From address, the King F7 is a moderate GI looking club. The top line isn’t super thick but it’s far from thin, and the head size isn’t exceptionally large. Similarly, there is medium offset and when you flip the club over, the soles are midsize. Blade players aren’t going to be fooled by the F7, but these clubs don’t scream “GAME IMPROVEMENT” at you.
Sound & Feel
My “professional” opinion is that the sound and feel of GI irons has improved the most over the past five years or so. Cobra Golf may be one of the most improved in the industry. Gone are the days of metallic sounding, empty feeling shovel shots.
The King F7 irons had a really nice “whoosh” at impact, and the feel was more responsive than I’ve seen in previous Cobra GI irons. I would even go so far as to say these don’t feel like a typical GI iron at all. When you miss the sweet spot – which is large – you know it, but you aren’t severely punished.
A major contributor to improved feel is the progressive hollow design through the set. In the picture above, you can see how the cavity progresses through the set. These hollows paired with the thinner, stronger PWRShell face makes for an exceptional GI feel.
Both versions of Cobra King F7 irons are solid performers with similar characteristics. The King F7 has notable offset to it which definitely makes them draw biased. My typical shot is a straight ball, but with the King F7 my shot is an easy draw. In fact, when I tried to fade the ball, I just hit it straight. When I would try and hit a monster slice, then I could get the ball right, but I wouldn’t consider it a serviceable shot for me. The point is, the King F7 make hitting the ball straight easier. Slicing players will find these favorable.
I was also hitting the ball a country mile with these irons. I tested a 5-GW set and played them longer than I would a 3-PW set. Both the King F7 sets have the same lofts which are about 3º stronger than my usual irons. Whatever the reasons for the added length, the King F7 is easy to hit through the whole set, and players will like those extra yards in each club.
One Length vs Variable Length
Naturally, the configurations of Cobra One Length and Variable are going to make a difference. I’m not going to claim I got fully acclimated to a single length throughout my iron set, but I could definitely see advantages. Setting up and swinging the same way improved my consistency.
I found the most advantage in the long irons and struggled the most in the short irons. With the short irons, a standard shot was long and about as high as I’ve ever hit normal golf shots. When I tried to adjust trajectory, I struggled. For that player looking to hit one type of shot, the adjustment will be a piece of cake. For me, I struggled to find the adjustment required to manipulate my shots.
The Variable Length irons are long and I found them a little easier to hit higher or lower. I have no doubt in my mind that’s because I’m more use to traditional lengths.
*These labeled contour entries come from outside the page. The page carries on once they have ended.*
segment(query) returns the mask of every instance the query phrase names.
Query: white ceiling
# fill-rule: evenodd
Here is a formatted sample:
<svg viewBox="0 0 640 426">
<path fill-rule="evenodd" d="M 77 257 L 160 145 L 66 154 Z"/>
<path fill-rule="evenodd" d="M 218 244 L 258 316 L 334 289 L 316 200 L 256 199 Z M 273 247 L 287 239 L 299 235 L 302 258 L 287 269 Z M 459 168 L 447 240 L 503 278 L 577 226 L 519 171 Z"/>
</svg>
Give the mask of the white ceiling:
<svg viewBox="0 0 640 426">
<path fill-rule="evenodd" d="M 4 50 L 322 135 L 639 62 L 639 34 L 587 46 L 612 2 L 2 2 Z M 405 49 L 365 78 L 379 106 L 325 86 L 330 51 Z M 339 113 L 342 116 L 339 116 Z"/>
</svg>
There may be a lot going on with the Cobra King F7 irons, but the fact is they make for a great game improvement iron. Distance, forgiveness, great feel, and ease of use are everything you need in a good GI iron. True, Cobra has introduced a lot of variables to consider, but with great club fitters like Club Champion around, there’s an opportunity to work with a professional to make your golf game more consistent and fun.